Still, close inspection of the Micro 9 revealed that several defining M1911 features have been changed: The grip safety has been deleted the plunger tube on the left side of the pistol is gone and the Micro 9’s manual safety works differently. (Those pistols start at $1,104 for black and $1,249 for two-tone with a stainless-steel slide over an aluminum-alloy frame.) Springfield Armory re-engineered the 1911 around the 9mm cartridge before announcing the Enhanced Micro Pistol (EMP) platform in 2007. Sure, some run great, but we’ve watched hundreds of micro-frame Model 1911’s come through an armory of a large department and they don’t compare well to modern pistols on the average. Officer-sized Model 1911s are generally picky with ammo, prone to malfunctions, uncomfortable to shoot, and gobble up recoil springs.
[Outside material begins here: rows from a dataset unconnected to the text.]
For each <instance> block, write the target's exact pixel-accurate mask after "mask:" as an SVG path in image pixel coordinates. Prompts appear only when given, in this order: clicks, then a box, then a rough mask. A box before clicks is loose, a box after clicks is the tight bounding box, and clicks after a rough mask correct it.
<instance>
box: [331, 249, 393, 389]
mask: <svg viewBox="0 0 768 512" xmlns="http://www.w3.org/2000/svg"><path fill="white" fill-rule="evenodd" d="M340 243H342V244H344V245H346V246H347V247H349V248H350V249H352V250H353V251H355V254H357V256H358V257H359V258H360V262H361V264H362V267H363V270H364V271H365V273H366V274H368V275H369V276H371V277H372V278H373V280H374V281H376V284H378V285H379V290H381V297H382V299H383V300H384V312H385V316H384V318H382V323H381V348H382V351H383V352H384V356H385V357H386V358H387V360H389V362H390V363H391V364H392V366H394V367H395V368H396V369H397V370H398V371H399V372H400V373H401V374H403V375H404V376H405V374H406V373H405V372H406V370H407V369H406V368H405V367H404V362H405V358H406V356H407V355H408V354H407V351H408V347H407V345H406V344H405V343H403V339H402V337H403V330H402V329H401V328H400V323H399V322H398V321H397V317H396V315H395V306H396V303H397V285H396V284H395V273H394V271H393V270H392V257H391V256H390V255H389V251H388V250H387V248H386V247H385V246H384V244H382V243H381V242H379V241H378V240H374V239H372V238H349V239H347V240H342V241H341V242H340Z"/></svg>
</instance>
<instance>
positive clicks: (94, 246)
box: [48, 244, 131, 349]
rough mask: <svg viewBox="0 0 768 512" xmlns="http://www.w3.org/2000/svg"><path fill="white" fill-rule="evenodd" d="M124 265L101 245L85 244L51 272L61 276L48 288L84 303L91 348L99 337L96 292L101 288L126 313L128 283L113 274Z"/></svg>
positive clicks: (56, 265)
Those advantages, however, don’t carry over to the subcompact realm. Also, the thumb safety blocks the trigger, but does not lock the slide. Though controls are familiar to M1911 users, there is no grip safety at the backstrap on the Micro 9. Controls include the checkered magazine-release button, a near-full-size slide stop lever and an ambidextrous manual thumb safety lever. In a full-size pistol, the grip size and angle to the bore’s centerline axis, as well as the reach to the trigger and controls, work to make a well-tuned 9mm M1911 a thing of beauty. There’s simply not much you can do to shrink a true-to-form M1911 smaller than an “Officer” size with a 3- to 3 1/2-inch barrel and a shortened frame capable of carrying a six-round magazine. Although they look like 1911-style pistols externally, they’re actually quite different. Originally introduced in 2017, the Micro 9 family of pistols has been a winner for Kimber.
Kimber’s newest entry in the Micro 9 series brings some functional enhancements along with aesthetics from the Model 1911 Rapide (Black Ice).